It's not just the FCC's issue -- it's the problem of anyone who hears only a so-called obscenity and willfully ignores everything else that's around it. I can only feel pity for people who can't handle a so-called "bad word"; you're really missing out on life if you're wasting energy and brainpower protesting four-letter words.
Janet Coleman, WBAI’s arts director, said that when the idea of airing the poem to test the law was proposed, “I said, ‘Yes, let’s try it.’” The radio station has a history of championing the First Amendment, having broadcast the comedian George Carlin’s “seven dirty words” routine that resulted in a 1978 Supreme Court ruling on indecency. But after several harsh F.C.C. rulings in 2004 — against CBS for a glimpse of Janet Jackson’s breast during the Super Bowl halftime show and against Fox for curse words used during the Billboard Music Awards — “our lawyer felt it was too risky,” Ms. Coleman said. The commission can impose “draconian fines,” she said, that could put WBAI out of business.
In 2005 Congress raised limits on fines for obscenity, enabling the F.C.C. to charge up to $325,000 for every violation of its standards. The commission marks the hours between 6 a.m. and 10 p.m. as a time when the airwaves should be free of offensive language.

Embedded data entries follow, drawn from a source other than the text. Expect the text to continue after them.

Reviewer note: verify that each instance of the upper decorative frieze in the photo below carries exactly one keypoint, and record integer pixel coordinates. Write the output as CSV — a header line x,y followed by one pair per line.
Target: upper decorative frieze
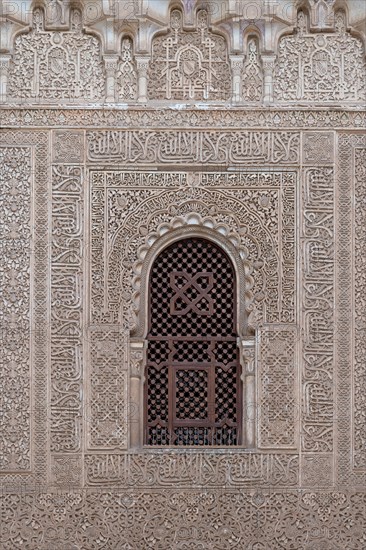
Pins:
x,y
192,58
53,66
320,67
189,65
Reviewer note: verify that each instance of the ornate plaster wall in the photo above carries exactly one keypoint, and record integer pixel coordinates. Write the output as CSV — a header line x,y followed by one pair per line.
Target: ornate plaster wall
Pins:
x,y
126,126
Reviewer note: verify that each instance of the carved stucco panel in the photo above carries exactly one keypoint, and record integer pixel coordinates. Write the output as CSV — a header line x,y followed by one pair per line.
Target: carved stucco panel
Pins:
x,y
149,117
359,254
189,65
321,67
15,308
24,310
349,356
55,66
66,307
187,147
139,205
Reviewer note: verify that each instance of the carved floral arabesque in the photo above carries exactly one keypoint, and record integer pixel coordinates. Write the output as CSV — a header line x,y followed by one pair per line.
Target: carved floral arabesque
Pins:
x,y
66,308
126,519
138,204
360,308
348,329
21,262
321,67
56,65
189,65
107,405
15,308
318,310
277,381
190,118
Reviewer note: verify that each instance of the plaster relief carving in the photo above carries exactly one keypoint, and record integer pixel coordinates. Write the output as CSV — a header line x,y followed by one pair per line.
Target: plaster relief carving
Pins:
x,y
320,67
318,148
55,66
360,304
191,470
137,215
24,175
252,75
66,308
189,65
107,408
318,310
350,469
193,147
105,117
68,146
277,381
15,306
127,73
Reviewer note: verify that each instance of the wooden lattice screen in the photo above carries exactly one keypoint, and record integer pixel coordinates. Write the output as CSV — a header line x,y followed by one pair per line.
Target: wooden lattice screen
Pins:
x,y
192,388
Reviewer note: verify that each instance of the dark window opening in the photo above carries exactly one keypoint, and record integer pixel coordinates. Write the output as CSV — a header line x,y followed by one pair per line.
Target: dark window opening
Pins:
x,y
192,383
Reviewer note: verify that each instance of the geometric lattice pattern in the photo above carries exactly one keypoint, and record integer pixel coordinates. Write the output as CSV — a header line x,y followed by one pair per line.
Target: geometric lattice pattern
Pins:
x,y
192,387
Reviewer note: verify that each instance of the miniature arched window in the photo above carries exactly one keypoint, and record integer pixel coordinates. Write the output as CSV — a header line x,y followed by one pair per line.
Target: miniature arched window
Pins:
x,y
193,393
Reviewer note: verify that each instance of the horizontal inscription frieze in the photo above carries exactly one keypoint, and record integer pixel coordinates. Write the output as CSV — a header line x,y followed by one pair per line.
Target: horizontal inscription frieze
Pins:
x,y
192,146
192,469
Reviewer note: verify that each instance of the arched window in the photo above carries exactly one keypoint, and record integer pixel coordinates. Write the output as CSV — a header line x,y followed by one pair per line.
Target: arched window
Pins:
x,y
192,383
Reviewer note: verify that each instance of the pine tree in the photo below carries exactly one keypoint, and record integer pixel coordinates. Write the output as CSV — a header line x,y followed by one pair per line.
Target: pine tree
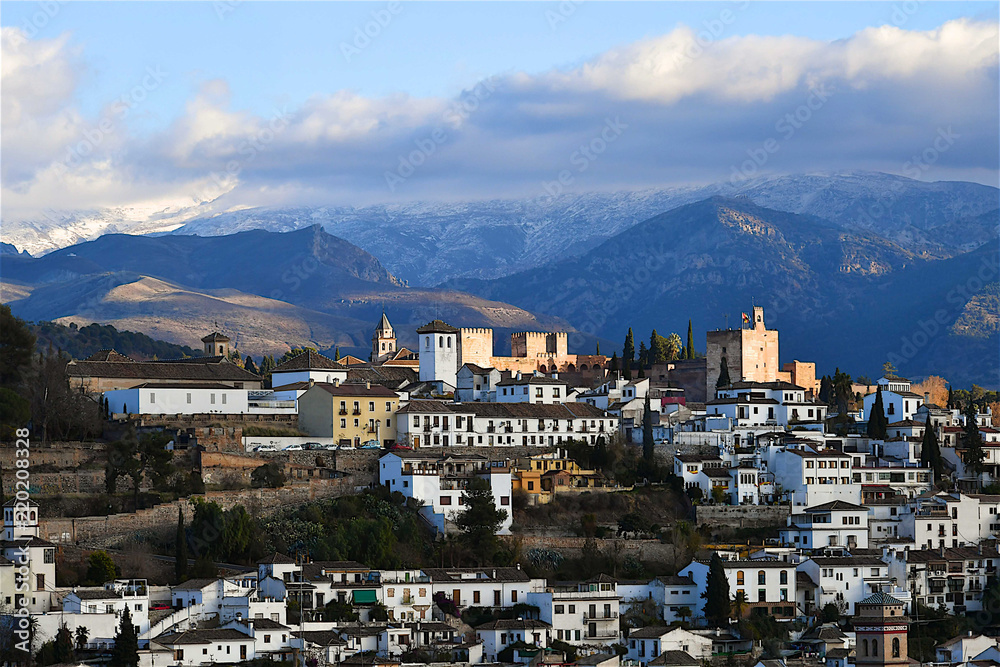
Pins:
x,y
628,353
716,593
180,548
126,650
723,380
877,421
647,432
930,452
975,455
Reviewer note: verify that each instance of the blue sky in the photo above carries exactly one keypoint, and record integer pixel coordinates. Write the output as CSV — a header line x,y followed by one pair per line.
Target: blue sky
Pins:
x,y
161,111
284,52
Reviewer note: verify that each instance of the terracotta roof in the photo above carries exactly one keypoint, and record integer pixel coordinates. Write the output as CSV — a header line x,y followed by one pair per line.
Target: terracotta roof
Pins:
x,y
193,368
310,360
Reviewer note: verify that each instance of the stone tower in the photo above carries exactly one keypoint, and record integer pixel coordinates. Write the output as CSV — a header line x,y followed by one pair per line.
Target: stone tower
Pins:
x,y
216,345
383,341
438,343
881,625
751,352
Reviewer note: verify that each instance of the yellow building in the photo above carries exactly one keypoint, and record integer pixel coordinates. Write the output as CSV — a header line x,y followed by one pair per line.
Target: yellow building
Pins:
x,y
349,413
544,475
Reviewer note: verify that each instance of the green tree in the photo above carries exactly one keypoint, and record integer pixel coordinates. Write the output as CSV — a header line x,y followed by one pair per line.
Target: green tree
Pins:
x,y
877,422
723,380
628,354
81,637
126,650
972,440
101,568
930,451
648,445
716,594
481,519
180,548
269,476
17,344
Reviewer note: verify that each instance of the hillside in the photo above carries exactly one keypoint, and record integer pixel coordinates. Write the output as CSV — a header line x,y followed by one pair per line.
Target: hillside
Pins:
x,y
273,291
828,290
81,342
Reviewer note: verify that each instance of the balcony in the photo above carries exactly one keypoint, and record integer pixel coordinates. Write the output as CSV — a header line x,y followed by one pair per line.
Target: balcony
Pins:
x,y
600,616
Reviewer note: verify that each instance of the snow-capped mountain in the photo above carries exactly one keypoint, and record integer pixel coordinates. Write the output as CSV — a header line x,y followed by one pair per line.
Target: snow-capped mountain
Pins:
x,y
428,243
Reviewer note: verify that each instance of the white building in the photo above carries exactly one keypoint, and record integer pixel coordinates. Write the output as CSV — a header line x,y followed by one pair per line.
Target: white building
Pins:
x,y
477,384
537,389
310,365
498,635
441,483
898,402
28,563
766,404
438,343
811,475
431,423
585,613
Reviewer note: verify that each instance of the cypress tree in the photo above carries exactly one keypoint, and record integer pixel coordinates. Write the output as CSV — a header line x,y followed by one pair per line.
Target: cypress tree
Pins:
x,y
975,455
877,421
126,650
180,548
628,353
723,380
930,452
716,593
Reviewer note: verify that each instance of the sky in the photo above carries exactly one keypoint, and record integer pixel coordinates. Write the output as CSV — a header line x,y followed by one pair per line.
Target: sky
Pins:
x,y
182,108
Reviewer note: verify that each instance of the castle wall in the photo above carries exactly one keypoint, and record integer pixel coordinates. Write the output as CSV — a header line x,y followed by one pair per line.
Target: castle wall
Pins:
x,y
475,346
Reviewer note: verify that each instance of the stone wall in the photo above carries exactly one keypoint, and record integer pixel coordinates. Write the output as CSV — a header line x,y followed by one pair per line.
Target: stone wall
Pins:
x,y
741,516
107,529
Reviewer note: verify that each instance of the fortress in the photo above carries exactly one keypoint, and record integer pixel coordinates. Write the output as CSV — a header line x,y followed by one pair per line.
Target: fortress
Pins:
x,y
444,349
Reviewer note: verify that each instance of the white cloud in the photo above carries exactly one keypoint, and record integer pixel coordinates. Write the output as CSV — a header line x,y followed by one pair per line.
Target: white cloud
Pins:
x,y
693,110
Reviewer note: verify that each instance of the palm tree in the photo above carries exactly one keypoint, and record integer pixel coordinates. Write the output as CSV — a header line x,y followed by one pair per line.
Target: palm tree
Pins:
x,y
740,603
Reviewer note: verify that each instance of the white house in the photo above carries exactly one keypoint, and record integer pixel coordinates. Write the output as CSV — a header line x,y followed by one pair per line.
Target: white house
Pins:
x,y
438,349
834,524
498,635
537,389
581,613
440,482
477,384
648,643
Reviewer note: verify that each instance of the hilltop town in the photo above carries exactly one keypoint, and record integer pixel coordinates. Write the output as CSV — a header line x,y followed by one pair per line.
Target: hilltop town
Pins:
x,y
445,504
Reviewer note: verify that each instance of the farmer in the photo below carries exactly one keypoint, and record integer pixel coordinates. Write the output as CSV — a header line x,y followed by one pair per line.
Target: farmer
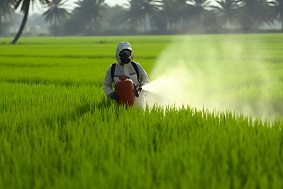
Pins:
x,y
125,67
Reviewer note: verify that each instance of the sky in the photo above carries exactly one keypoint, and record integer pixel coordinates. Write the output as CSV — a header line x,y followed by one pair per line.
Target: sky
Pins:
x,y
71,3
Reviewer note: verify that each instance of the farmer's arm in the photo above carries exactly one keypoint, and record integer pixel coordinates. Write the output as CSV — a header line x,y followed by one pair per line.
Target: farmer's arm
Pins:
x,y
143,76
107,85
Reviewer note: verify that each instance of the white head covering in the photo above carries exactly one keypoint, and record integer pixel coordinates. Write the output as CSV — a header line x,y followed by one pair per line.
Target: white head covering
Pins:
x,y
121,46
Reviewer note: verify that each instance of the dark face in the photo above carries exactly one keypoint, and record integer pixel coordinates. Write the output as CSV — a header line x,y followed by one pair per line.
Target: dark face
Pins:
x,y
125,56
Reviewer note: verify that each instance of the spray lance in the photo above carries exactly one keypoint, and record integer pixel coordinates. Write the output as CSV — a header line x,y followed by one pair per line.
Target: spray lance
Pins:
x,y
125,88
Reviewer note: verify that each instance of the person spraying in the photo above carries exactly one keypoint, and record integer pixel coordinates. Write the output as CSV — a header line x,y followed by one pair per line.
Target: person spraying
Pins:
x,y
124,79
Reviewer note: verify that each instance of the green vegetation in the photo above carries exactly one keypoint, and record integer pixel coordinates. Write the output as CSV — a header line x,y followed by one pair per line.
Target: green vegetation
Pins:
x,y
58,130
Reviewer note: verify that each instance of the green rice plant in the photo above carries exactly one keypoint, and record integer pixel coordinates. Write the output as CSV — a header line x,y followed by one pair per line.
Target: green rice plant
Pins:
x,y
58,130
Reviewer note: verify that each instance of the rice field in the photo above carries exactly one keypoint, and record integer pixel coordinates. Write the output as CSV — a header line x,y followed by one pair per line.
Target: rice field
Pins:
x,y
58,130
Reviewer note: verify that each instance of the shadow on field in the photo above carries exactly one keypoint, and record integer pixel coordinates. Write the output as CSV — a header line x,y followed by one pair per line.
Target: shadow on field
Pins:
x,y
39,81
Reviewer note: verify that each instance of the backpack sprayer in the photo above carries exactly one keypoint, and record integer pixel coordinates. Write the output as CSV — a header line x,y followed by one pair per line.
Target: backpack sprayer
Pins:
x,y
127,91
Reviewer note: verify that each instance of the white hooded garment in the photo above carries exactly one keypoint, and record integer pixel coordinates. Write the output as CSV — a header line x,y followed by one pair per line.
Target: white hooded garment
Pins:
x,y
126,70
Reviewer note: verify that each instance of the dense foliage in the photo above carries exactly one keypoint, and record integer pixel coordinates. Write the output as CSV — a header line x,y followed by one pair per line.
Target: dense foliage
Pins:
x,y
58,130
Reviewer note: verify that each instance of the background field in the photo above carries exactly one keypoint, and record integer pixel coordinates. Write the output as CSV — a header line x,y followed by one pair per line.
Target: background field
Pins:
x,y
58,130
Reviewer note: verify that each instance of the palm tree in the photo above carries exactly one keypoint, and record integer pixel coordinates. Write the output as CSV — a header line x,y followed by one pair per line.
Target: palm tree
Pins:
x,y
55,13
25,5
140,10
90,13
5,8
226,10
252,13
277,11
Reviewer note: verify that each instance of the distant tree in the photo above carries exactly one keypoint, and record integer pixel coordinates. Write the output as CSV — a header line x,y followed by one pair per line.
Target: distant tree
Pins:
x,y
277,11
5,9
200,15
56,13
25,6
140,10
89,13
226,10
252,14
198,7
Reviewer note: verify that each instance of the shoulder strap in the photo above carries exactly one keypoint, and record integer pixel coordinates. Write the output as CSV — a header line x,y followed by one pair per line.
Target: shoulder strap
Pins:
x,y
136,69
113,70
134,66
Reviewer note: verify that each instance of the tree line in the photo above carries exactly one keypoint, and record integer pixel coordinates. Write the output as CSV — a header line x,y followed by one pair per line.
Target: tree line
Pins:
x,y
95,17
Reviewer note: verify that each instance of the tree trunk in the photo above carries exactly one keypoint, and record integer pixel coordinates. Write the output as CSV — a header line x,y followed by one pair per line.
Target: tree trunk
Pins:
x,y
18,35
0,24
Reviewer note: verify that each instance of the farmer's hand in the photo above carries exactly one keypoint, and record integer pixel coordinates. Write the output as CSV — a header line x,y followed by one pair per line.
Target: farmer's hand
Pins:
x,y
114,96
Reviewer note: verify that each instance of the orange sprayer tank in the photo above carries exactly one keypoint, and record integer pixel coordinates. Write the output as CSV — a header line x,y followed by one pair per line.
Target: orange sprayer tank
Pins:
x,y
125,90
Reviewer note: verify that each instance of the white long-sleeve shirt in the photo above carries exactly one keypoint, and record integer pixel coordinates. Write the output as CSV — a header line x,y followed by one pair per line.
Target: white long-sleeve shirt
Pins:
x,y
125,70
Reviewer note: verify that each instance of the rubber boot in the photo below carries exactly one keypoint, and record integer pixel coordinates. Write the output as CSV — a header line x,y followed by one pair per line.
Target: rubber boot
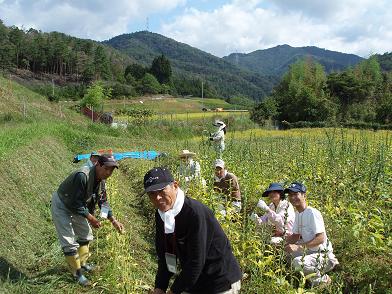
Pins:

“It seems like déjà vu all over again,” said Al Bendichs, one of the lawyers who argued the case in 1957.
I think Ginsberg being gay has more than a little to do with it. And, frankly, I think Janet Jackson's being black had more than a little to do with that particular kerfuffle. (Had it been Britney Spears, it would have been considered hot stuff.) Poisonous prejudices always have a way of rearing their ugly heads in thinly-veiled disguises.